Ribut menyatakan bahwa DPRD menginginkan figur direksi yang bersih, berintegritas, serta mampu memimpin institusi kesehatan berskala besar. Menurutnya, tantangan pengelolaan rumah sakit daerah cukup kompleks, sehingga posisi tersebut tidak boleh diisi oleh figur yang sekadar memenuhi persyaratan administratif.
“Itu rumah sakit rujukan kabupaten. Direkturnya nanti harus orang yang punya trek record baik, paham manajemen kesehatan, dan bisa memimpin organisasi sebesar itu,” ujarnya.

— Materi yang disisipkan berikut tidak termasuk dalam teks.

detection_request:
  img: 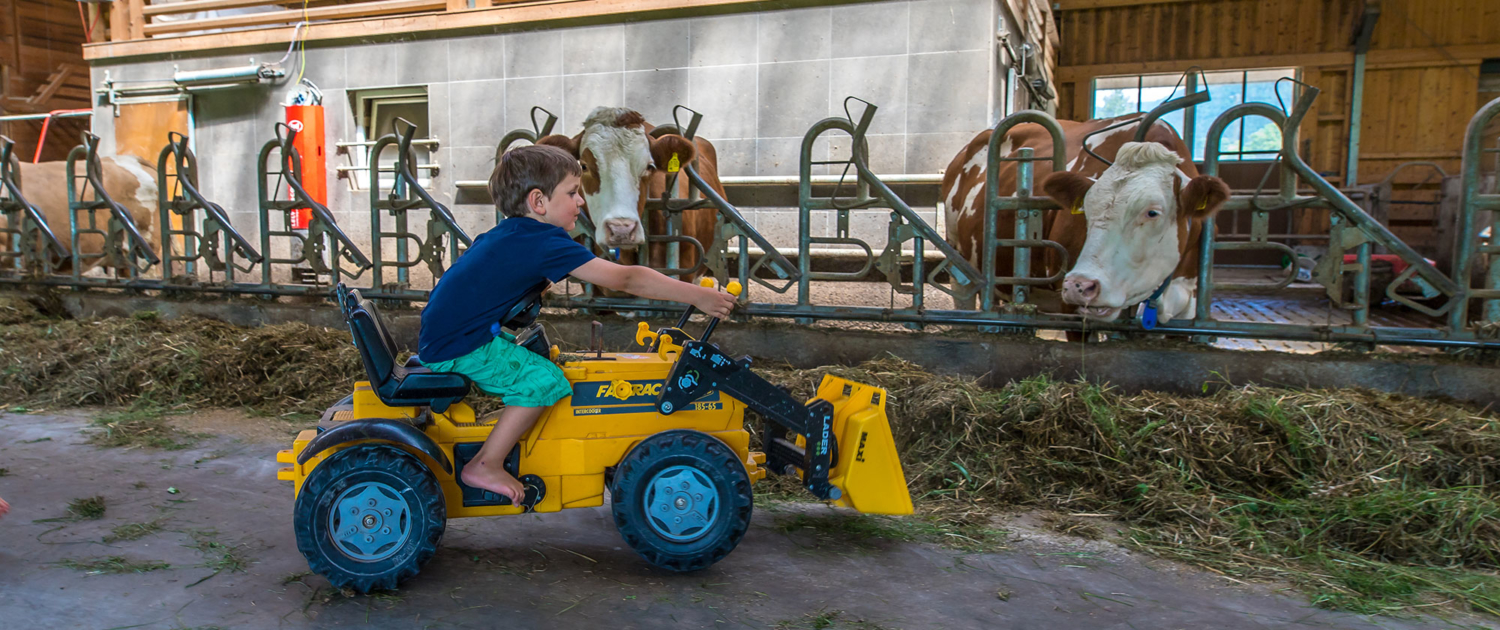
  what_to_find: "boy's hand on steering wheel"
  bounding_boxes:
[693,287,735,318]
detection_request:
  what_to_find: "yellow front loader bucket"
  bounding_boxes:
[800,375,912,515]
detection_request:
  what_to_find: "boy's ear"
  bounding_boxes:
[537,132,584,158]
[648,134,698,173]
[1041,171,1094,215]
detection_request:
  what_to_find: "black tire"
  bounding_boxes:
[294,444,447,593]
[611,429,755,573]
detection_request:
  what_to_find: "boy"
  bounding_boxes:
[417,146,735,504]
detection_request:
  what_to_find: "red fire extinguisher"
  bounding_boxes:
[287,80,329,230]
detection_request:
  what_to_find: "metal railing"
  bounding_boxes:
[0,95,1500,347]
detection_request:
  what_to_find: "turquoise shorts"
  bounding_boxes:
[422,333,573,407]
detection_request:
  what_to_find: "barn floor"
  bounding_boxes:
[0,411,1473,630]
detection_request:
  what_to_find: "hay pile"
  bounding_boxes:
[0,305,363,414]
[762,359,1500,614]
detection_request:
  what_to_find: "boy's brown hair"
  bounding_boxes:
[489,144,584,218]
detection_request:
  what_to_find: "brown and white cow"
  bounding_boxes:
[0,155,158,272]
[939,114,1229,323]
[537,107,725,273]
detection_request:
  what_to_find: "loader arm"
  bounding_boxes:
[657,341,843,501]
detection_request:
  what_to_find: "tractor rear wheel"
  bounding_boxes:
[611,429,755,573]
[294,444,447,593]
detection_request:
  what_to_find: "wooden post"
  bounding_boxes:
[110,0,131,42]
[86,3,104,44]
[131,0,146,39]
[1433,176,1464,276]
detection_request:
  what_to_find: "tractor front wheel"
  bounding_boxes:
[611,431,755,573]
[294,444,447,593]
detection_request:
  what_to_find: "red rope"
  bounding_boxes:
[32,110,93,164]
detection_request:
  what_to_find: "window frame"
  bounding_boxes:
[1089,66,1302,162]
[348,86,432,191]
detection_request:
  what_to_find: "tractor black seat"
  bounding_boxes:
[339,287,471,414]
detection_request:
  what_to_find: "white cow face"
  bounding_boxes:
[539,107,693,248]
[1043,143,1229,321]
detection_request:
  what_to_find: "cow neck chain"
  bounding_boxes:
[1136,218,1193,330]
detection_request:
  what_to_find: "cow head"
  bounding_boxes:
[1043,143,1229,321]
[537,107,695,248]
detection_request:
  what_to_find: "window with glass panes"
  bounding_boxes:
[1092,68,1298,161]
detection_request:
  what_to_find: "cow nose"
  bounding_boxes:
[1062,275,1100,305]
[605,219,639,245]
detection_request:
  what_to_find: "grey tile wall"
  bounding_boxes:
[167,0,998,250]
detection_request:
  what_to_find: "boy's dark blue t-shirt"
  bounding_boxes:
[417,218,594,363]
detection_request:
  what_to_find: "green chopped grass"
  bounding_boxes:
[57,555,171,575]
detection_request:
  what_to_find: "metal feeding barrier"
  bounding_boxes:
[369,117,474,300]
[0,135,69,281]
[0,91,1500,348]
[156,132,266,287]
[255,123,375,294]
[68,132,162,284]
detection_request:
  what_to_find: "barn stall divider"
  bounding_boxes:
[0,89,1500,348]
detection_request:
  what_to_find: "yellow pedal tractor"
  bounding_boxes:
[276,284,912,593]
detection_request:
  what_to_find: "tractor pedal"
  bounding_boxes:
[506,474,548,513]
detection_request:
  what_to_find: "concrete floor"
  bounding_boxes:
[0,413,1473,630]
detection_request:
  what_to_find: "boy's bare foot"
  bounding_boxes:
[461,461,527,506]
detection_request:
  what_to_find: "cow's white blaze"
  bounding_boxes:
[107,156,156,219]
[579,107,651,246]
[1064,143,1182,321]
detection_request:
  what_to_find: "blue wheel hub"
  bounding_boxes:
[329,482,411,563]
[645,467,719,543]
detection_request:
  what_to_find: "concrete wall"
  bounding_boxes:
[93,0,1005,285]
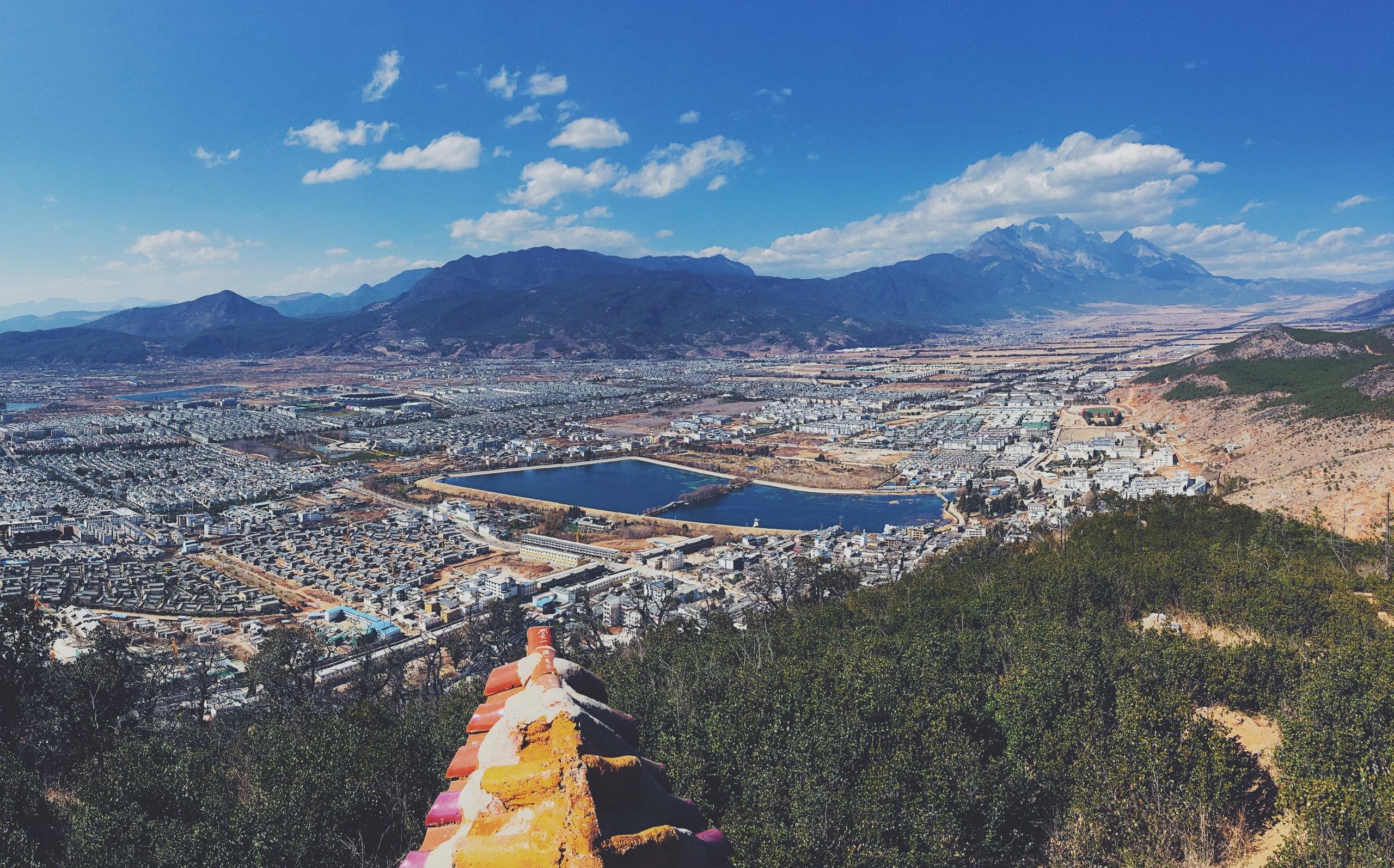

Ia menambahkan bahwa keberadaan direktur yang kompeten akan berdampak langsung pada kualitas layanan kesehatan masyarakat serta stabilitas manajemen rumah sakit. Hal itu setelah gejolak yang muncul akibat proses hukum yang menimpa direktur sebelumnya.
DPRD berharap pemerintah daerah berhati-hati dalam melakukan seleksi agar pemimpin RSUD dr. Harjono ke depan benar-benar mampu mengembalikan kepercayaan publik dan menjaga kontinuitas program, termasuk penyusunan RKA 2026 yang masih berjalan. (Ega/Krs/Adv).